Basque Country Comes to Alberta Street
King · Portland · Spanish · Visit Website ↗
Reviewed June 17, 2026
Wingman Metrics
The wine list at Urdaneta reads like a passport stamp collection from the Iberian Peninsula — Basque txakoli, Galician albariño, Jerez sherry, and Ribera del Duero all show up in a compact, focused lineup. It's not trying to be everything to everyone, which is exactly right for a tapas spot this size. You get the sense someone actually thought about what goes with food here.

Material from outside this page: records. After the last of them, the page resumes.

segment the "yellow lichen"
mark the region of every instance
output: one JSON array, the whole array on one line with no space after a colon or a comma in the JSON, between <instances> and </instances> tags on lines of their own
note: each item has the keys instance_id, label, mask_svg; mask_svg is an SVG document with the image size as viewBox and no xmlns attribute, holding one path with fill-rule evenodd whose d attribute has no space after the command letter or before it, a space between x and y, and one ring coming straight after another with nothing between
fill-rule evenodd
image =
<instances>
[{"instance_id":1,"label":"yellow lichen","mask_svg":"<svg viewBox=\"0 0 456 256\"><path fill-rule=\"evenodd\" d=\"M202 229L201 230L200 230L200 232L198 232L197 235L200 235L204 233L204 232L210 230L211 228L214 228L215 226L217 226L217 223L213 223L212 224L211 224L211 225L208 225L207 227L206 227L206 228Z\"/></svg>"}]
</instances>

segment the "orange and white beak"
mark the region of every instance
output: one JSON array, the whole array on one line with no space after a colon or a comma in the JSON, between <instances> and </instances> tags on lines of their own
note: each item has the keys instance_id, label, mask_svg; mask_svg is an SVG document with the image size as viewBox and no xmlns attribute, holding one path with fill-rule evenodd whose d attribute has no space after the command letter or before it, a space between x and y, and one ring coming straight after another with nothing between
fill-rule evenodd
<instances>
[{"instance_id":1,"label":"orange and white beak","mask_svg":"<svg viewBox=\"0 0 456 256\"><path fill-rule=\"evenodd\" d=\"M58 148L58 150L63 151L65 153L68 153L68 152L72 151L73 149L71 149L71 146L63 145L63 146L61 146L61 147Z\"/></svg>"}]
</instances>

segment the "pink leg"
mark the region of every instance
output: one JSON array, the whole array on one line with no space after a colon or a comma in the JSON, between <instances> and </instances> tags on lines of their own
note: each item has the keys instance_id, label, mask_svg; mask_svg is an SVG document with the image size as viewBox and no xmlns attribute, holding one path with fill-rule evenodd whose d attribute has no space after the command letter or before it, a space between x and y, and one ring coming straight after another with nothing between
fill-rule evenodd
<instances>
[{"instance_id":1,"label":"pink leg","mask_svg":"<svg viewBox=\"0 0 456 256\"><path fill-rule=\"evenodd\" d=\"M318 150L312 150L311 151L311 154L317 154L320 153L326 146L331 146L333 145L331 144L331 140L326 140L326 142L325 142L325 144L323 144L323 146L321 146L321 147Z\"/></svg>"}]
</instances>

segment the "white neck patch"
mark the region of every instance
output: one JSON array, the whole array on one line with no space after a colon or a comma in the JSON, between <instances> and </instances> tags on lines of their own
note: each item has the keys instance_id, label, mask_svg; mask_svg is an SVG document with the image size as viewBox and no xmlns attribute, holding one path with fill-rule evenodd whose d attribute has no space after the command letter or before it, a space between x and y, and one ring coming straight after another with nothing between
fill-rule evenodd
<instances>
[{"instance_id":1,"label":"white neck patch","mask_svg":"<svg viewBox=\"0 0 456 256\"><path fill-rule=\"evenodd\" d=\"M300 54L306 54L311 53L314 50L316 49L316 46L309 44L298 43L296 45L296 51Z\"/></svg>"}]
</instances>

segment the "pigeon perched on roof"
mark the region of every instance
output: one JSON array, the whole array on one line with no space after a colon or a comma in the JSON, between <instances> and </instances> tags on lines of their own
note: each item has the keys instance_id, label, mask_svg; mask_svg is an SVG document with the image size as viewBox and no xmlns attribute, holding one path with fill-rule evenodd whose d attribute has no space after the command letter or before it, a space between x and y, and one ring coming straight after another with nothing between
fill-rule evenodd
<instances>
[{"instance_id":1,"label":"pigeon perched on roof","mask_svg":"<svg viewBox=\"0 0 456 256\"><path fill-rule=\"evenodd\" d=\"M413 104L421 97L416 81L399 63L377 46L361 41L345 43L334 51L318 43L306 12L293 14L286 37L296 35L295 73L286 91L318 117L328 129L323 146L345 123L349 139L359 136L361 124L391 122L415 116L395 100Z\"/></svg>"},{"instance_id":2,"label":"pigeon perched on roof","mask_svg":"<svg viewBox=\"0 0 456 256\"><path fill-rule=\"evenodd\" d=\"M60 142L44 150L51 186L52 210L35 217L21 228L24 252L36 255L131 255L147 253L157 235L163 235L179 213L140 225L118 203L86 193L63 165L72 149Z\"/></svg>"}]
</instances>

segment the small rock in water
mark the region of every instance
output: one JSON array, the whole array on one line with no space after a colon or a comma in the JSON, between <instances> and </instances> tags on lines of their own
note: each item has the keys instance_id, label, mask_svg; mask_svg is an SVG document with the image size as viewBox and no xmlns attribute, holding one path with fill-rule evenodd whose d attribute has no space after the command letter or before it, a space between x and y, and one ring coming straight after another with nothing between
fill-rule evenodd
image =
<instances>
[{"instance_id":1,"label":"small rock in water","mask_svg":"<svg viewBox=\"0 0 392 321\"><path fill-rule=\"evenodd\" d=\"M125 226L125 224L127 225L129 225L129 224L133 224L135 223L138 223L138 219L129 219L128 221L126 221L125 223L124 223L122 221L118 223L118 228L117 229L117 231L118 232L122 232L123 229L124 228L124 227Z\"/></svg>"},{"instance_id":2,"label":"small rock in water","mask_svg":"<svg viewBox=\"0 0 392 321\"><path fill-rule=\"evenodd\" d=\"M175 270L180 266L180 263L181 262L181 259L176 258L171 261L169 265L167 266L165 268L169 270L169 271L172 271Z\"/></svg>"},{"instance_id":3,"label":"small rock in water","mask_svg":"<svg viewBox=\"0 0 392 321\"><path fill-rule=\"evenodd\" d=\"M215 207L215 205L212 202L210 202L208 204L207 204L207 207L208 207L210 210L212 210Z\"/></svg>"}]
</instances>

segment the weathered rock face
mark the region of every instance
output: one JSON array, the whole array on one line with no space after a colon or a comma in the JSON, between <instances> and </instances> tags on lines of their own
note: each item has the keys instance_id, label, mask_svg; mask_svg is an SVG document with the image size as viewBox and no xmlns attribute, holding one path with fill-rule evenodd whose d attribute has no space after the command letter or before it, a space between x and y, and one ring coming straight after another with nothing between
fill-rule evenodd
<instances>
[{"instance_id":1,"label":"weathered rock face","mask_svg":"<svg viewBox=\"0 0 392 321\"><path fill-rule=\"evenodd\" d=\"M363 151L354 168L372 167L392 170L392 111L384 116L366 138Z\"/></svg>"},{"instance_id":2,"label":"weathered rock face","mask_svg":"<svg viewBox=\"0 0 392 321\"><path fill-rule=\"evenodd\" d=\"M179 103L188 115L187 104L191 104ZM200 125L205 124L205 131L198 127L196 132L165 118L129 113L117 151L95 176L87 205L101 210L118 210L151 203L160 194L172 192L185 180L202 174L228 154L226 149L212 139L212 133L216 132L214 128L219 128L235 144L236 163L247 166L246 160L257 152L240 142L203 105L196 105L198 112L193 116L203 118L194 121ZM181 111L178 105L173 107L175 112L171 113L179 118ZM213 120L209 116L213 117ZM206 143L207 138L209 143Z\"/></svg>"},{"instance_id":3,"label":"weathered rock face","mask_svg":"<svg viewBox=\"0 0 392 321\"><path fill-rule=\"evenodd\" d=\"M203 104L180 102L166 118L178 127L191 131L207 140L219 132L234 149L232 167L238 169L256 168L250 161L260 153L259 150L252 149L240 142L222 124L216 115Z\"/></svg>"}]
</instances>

The list stays tight at roughly 40–70 labels, but those labels are doing real work. The Basque and Galician whites anchor the program — txakoli and albariño are natural fits for a seafood-forward tapas menu and Urdaneta leans into that hard. Rioja and Ribera del Duero cover the red side without overcomplicating things, and the inclusion of Manzanilla Sherry from Hidalgo La Gitana signals that someone in this kitchen actually drinks wine. Cava from Penedès rounds out the bubbles department and makes a strong case for not ordering cocktails. The gaps — no real French or Italian crossover, limited skin-contact options — are fine given the concept.
Eight to twelve pours by the glass puts Urdaneta in solid territory for a neighborhood tapas spot. Prices run $11–$18 a glass, which is honest for Portland's current market. The rotation doesn't appear to change much, but when your anchors are txakoli and Manzanilla, you don't need to chase novelty.
Manzanilla Sherry, Hidalgo La Gitana — $11
Manzanilla at this price point is almost always the smartest order at a Spanish spot. La Gitana is a benchmark producer — briny, bone-dry, and criminally underpriced relative to what it delivers alongside salty tapas.
Txakoli (Basque Country)
Most diners still don't know what txakoli is, which means more for the rest of us. The low-alcohol, high-acid, slightly effervescent Basque white is made for exactly this kind of eating — it cuts through everything, never gets heavy, and makes a 10-tapa spread feel totally manageable.
Cava (Penedès)
Cava is fine, but at a restaurant this locked into Basque identity, ordering generic sparkling wine feels like a missed opportunity. The txakoli is right there. Use it.
Albariño, Rías Baixas + Octopus tapas
Albariño and octopus is one of the great no-brainer combinations in Spanish cuisine — the wine's citrus-driven acidity and slight salinity mirror the ocean in the dish without overpowering the char. It's the kind of pairing that makes you feel like you made a smart decision.
🎲 The Bottom Line
Urdaneta isn't trying to run a wine bar — it's trying to run a great Spanish tapas spot, and the wine list earns its keep by staying honest to that mission. If you care about drinking something that actually makes sense with your food, this list delivers.